Aquela última frase foi capaz de congelar Aaron, e espantar Joseph – que começou a tentar contato com todas as divisões da operação.

 

Vampiros são classificados em hierarquia, com base em proximidade com o Vampiro Progenitor – que nunca foram capazes de encontrar. Quanto mais próximos do primeiro grau, mais poderosos eles são. Vampiros são registrados com base na densidade da toxina que são capazes de gerar pelas glândulas salivares para infectar o próximo da cadeia, e também com base na densidade da toxina que os infectou e transformou-os em monstros.

 

Durante grande parte do século XIX, os vampiros foram caçados e dados como extintos. No período de guerra, sabe-se lá como, a Alemanha conseguiu acesso a um ou mais vampiros, dos grandes.

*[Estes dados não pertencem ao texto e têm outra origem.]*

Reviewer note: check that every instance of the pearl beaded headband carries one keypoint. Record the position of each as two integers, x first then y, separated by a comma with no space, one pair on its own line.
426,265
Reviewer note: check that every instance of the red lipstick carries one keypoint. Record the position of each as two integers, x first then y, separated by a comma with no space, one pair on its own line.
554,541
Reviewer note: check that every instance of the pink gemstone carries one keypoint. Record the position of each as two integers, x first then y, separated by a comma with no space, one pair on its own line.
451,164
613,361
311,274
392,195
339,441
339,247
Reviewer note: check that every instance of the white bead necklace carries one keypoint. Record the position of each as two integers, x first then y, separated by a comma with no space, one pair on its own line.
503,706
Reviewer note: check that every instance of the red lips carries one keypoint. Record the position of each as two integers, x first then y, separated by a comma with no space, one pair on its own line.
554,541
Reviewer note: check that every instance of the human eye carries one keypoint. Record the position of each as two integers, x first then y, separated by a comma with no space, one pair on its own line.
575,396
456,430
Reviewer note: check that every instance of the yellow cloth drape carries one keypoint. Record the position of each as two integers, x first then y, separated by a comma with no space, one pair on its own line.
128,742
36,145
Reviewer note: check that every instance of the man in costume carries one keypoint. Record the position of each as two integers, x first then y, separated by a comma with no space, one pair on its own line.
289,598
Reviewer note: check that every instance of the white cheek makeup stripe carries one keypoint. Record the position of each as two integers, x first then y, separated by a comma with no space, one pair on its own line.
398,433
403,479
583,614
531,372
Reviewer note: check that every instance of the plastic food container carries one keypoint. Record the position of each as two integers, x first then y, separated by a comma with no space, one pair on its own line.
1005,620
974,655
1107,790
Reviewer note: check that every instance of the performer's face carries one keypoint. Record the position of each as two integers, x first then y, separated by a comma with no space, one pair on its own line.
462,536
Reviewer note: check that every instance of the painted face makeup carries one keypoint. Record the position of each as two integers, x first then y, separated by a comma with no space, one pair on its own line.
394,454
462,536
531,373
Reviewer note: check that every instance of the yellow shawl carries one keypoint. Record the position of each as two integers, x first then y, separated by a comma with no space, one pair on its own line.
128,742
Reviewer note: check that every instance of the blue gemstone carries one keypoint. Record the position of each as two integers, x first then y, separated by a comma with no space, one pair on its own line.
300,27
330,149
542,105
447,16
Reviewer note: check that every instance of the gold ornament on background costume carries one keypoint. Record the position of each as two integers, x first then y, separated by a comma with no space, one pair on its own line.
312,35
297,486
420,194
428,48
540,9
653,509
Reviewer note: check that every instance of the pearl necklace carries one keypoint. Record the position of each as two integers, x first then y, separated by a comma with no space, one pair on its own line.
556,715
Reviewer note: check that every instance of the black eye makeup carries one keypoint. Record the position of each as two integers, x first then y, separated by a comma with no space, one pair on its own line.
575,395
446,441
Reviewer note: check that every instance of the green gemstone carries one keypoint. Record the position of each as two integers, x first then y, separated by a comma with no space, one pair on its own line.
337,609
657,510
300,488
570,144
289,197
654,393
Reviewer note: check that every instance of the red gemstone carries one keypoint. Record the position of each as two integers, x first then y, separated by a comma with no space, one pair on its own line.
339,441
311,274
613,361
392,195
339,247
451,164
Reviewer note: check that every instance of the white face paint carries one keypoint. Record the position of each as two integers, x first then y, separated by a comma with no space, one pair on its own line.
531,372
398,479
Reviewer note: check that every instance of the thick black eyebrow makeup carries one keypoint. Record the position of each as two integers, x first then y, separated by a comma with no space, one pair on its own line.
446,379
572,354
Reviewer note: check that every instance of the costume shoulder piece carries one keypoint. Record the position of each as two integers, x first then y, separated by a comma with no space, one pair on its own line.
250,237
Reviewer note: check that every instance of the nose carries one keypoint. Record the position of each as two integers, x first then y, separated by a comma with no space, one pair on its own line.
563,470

Assim puderem consolidar o Projeto Heulen, tão poderoso que sua primeira aparição devastou as tropas francesas em uma única semana.

 

Se fossemos classificar os Heulen, seria como de quinto ou sexto grau. Por ter devorado outros dos seus (e consequentemente o fluído/toxina deles), a última amostra dos Heulen, encontrada pelo próprio Aaron Adamik, é classificada como de segundo grau.

 

Não existe nenhuma ameaça tão grandiosa quanto os vampiros que estão no mesmo nível ou acima dos finados Heulen, pelo simples motivo de que Hitler reacendeu a infestação como uma epidemia. Em outras palavras, os que estão acima ou igual aos de sexto e quinto graus foram gerados ANTES da Segunda Guerra Mundial, ou infectados por vampiros que antecederam a guerra e sobreviveram ao genocídio em massa a sua espécie.

 

Morgarath é classificado como um de terceiro grau. Isso o torna quase invencível, e são justamente vampiros como ele, tão próximos ao Progenitor, que criaram a fama de imortalidade e a crença de que apenas objetos de cunho religioso, como cruzes, são capazes de matá-los. 

 

A verdade, no entanto, é que nada pode.